Subject: Re: mm: NULL ptr deref in remove_migration_pte

On Tue, 27 May 2014, Sasha Levin wrote:
> On 05/26/2014 04:05 PM, Hugh Dickins wrote:
> > On Fri, 23 May 2014, Sasha Levin wrote:
> >
> >> Ping?
> >>
> >> On 05/05/2014 11:51 AM, Sasha Levin wrote:
> >>> Did anyone have a chance to look at it?
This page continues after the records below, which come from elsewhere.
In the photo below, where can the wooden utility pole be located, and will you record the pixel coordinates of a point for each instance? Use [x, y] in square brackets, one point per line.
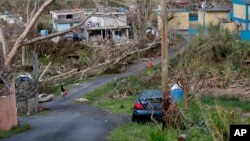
[164, 56]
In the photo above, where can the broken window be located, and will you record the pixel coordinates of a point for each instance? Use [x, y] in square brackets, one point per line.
[69, 16]
[61, 16]
[77, 16]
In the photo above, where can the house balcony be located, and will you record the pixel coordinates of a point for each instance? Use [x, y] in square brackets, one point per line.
[67, 20]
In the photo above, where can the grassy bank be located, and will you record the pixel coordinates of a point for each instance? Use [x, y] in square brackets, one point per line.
[14, 130]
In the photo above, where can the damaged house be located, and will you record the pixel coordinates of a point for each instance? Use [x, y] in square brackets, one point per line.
[104, 25]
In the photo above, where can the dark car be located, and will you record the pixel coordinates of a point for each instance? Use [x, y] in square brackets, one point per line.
[147, 105]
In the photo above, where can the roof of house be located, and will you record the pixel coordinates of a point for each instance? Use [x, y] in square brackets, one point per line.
[66, 11]
[176, 10]
[216, 9]
[246, 1]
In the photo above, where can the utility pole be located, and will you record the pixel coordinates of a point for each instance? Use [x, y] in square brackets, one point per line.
[164, 57]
I still see it in -next.
> >>>
> >>>
> >>> Thanks,
> >>> Sasha
> >>>
> >>> On 04/16/2014 10:59 AM, Sasha Levin wrote:
> >>>> Hi all,
> >>>>
> >>>> While fuzzing with trinity inside a KVM tools guest running latest -next
> >>>> kernel I've stumbled on the following:
> >>>>
> >>>> [ 2552.313602] BUG: unable to handle kernel NULL pointer dereference at 0000000000000018
> >>>> [ 2552.315878] IP: __lock_acquire (kernel/locking/lockdep.c:3070 (discriminator 1))
> >>>> [ 2552.315878] PGD 465836067 PUD 465837067 PMD 0
> >>>> [ 2552.315878] Oops: 0000 [#1] PREEMPT SMP DEBUG_PAGEALLOC
> >>>> [ 2552.315878] Dumping ftrace buffer:
> >>>> [ 2552.315878] (ftrace buffer empty)
> >>>> [ 2552.315878] Modules linked in:
> >>>> [ 2552.315878] CPU: 6 PID: 16173 Comm: trinity-c364 Tainted: G W 3.15.0-rc1-next-20140415-sasha-00020-gaa90d09 #398
> >>>> [ 2552.315878] task: ffff88046548b000 ti: ffff88044e532000 task.ti: ffff88044e532000
> >>>> [ 2552.320286] RIP: __lock_acquire (kernel/locking/lockdep.c:3070 (discriminator 1))
> >>>> [ 2552.320286] RSP: 0018:ffff88044e5339c8 EFLAGS: 00010002
> >>>> [ 2552.320286] RAX: 0000000000000082 RBX: ffff88046548b000 RCX: 0000000000000000
> >>>> [ 2552.320286] RDX: 0000000000000000 RSI: 0000000000000000 RDI: 0000000000000018
> >>>> [ 2552.320286] RBP: ffff88044e533ab8 R08: 0000000000000001 R09: 0000000000000000
> >>>> [ 2552.320286] R10: ffff88046548b000 R11: 0000000000000001 R12: 0000000000000000
> >>>> [ 2552.320286] R13: 0000000000000018 R14: 0000000000000000 R15: 0000000000000000
> >>>> [ 2552.320286] FS: 00007fd286a9a700(0000) GS:ffff88018b000000(0000) knlGS:0000000000000000
> >>>> [ 2552.320286] CS: 0010 DS: 0000 ES: 0000 CR0: 000000008005003b
> >>>> [ 2552.320286] CR2: 0000000000000018 CR3: 0000000442c17000 CR4: 00000000000006a0
> >>>> [ 2552.320286] DR0: 0000000000695000 DR1: 0000000000000000 DR2: 0000000000000000
> >>>> [ 2552.320286] DR3: 0000000000000000 DR6: 00000000ffff0ff0 DR7: 0000000000000600
> >>>> [ 2552.320286] Stack:
> >>>> [ 2552.320286] ffff88044e5339e8 ffffffff9f56e761 0000000000000000 ffff880315c13000
> >>>> [ 2552.320286] ffff88044e533a38 ffffffff9c193f0d ffffffff9c193e34 ffff8804654e8000
> >>>> [ 2552.320286] ffff8804654e8000 0000000000000001 ffff88046548b000 0000000000000007
> >>>> [ 2552.320286] Call Trace:
> >>>> [ 2552.320286] ? _raw_spin_unlock_irq (arch/x86/include/asm/preempt.h:98 include/linux/spinlock_api_smp.h:169 kernel/locking/spinlock.c:199)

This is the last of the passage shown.